The disagreement stemmed from Norway’s insistence that the contracts include installation of navigation markers along the Northern Fleet’s route that the shipments of spent fuel removed from Andreyeva Bay will take – something that, according to the Norwegian side, should make the shipping operations safer.
This is contested by the nuclear safety experts who are responsible for spent fuel retrieval from Andreyeva Bay, as well as many Norwegian experts, including Bellona. Rosatom insists that upgrades on the navigation system do not impact the removal of spent fuel from the site. Their view is that the current state of the navigation markers along the route provides sufficient shipping safety.
“The navigation markers are the purview of the military, these markers are not in any way provided for in the [spent fuel] removal transportation flow chart. The Ministry of Defense’s combat vessels go out to sea, and so we, too, will follow the same Northern Sea Route. The Serebryanka has already made voyages to Andreyeva Bay, the Rossita will sail there this year to ship out the [radioactive waste],” Grigoryev said, referring to the two nuclear maintenance vessels involved in transporting spent fuel and radioactive waste out of the nuclear and radiation legacy sites undergoing environmental remediation in the Russian Northwest.
According to Grigoryev, the issue was reviewed by the Russian-Norwegian commission this year, and Rosatom’s nuclear icebreaker and maintenance fleet operator company “Atomflot’s assurance was that should any sort of difficulty come up at all, the company would provide a pilot, whose help will ensure the safety of the spent fuel’s transportation.”
“During this downtime, we could have done the roads, the sewage system, construction and assembly operations. None of this has been done. We have lost a year. But these works will still have to be done, or the project will take longer,” Grigoryev said bitterly to Bellona.
This summer, equipment needed to carry out integrity checks on the shipping casks should have been installed, but it was not. As a result, in order to secure certification, the casks will have to be shipped to Atomflot for testing – and then back to Andreyeva Bay – which means complicating the spent fuel removal and transportation scheme.

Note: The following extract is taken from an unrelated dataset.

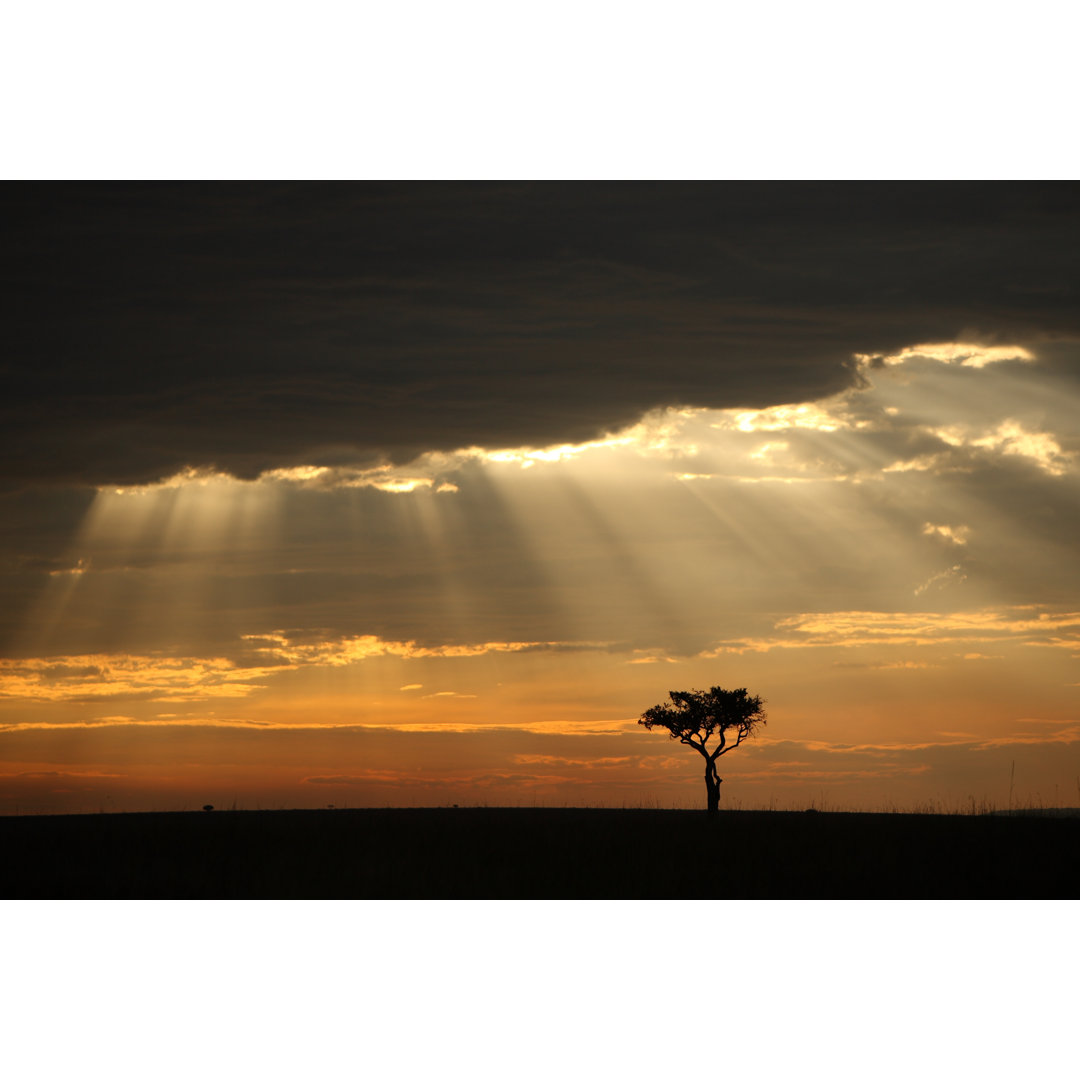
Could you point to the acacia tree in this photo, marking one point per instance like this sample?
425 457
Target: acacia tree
696 716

“The contract is still not signed, but I hope very much that it will be signed this year. But I think that most likely, the Norwegian side will transfer this money to the [Northern Dimension] Environmental Partnership fund, which will result in extending the project implementation time frame and increasing its budget,” Grigoryev told Bellona.
The Northern Dimension Environmental Partnership (NDEP) serves as a clearing house for nuclear remediation projects in Russia, coordinating the efforts of the donor countries, organizations, and financial institutions involved. Its support fund is managed by the EBRD.
“Or we will have to combine carrying out the construction works with removal of the fuel, which is also not very good,” Grigoryev said.